Later in the book, Temple discusses in detail other oracles, portents and divination by entrails in western traditions and, in the East, oracle bone-cracking and the I Ching. He concentrates on these major techniques; but I had an irresistible urge to explore further afield. Here is my personal selection of methods for predicting what will be…

Apantomancy: chance encounters with animals, such as black cats, bringing good luck or bad.

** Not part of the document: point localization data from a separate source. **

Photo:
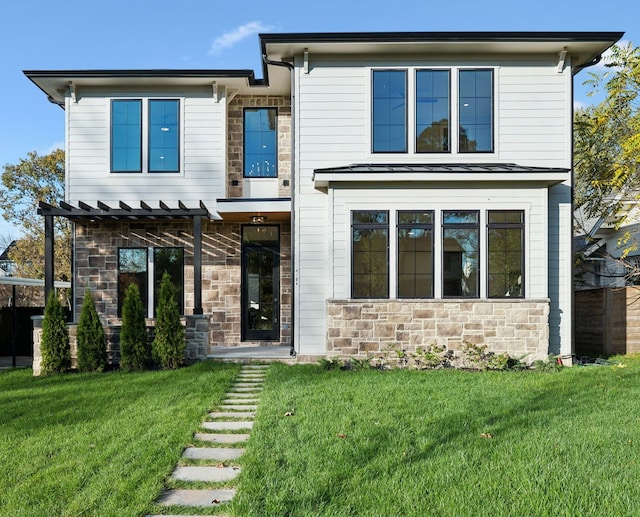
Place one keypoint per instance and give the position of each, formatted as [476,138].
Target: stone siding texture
[365,327]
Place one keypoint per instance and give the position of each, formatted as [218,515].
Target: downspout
[290,67]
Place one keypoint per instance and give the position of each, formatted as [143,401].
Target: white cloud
[230,38]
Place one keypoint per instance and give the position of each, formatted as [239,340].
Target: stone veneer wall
[364,327]
[235,137]
[96,264]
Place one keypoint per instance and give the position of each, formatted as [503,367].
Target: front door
[260,283]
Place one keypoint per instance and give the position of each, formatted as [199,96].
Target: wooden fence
[607,321]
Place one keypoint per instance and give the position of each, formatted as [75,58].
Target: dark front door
[260,283]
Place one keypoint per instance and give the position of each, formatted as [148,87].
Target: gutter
[290,67]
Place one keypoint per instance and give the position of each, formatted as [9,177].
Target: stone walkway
[221,439]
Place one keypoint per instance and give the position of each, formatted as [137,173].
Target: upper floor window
[389,111]
[260,143]
[475,109]
[370,254]
[505,241]
[432,111]
[158,147]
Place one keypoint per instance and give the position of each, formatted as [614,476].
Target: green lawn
[365,443]
[445,443]
[98,444]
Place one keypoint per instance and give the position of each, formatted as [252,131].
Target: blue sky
[120,34]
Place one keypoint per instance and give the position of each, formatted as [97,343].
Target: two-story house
[373,189]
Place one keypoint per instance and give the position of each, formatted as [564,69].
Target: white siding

Chosen because I have a favourite print showing Black Shuck, the huge black dog who can be encountered – for good or ill – on a dark night in Norfolk.

Dowsing or water divining: this is the ancient art of locating water with a forked branch, rod or pendulum.

Enochian chess: invented by one of the founder members of the Hermetic Order of the Golden Dawn and based on Dr John Dee’s Enochian system of magic, this four-handed chess variant (with Osiris and Isis as king and queen) was both used as a method of divination and played as a game by the Golden Dawn. 

Gyromancy: not for those afflicted with vertigo, this is ‘divination by inference from the point at which a person walking round and round a marked circle fell down from dizziness’ (SOED)

Papyromancy: who would have thought the folded paper fortune-tellers we made at school are a proper ‘-mancy’?

Scapulimancy: on my list, not for any love of cracking fire-baked shoulder-blades, but because it was one of the most widespread methods for predicting future events across North America and Eurasia.

Batrachomancy: Frogs! Although mainly used for forecasting weather, frogs were linked with fertility in ancient Egypt. According to Cicero, ‘there is within frogs a kind of natural force for giving signs, sufficiently clear in itself but too dark for human comprehension’.

Ouija: a lot easier than descending sweltering tunnels into the bowels of the Earth, but without the patina of ages, ‘Ouija, the wonderful talking board’ first appeared in America in 1891 as a parlour game, riding the crest of a spiritualist wave. Why ‘Ouija’? Allegedly, the board spelled out its own name and when asked what it meant replied, ‘good luck’.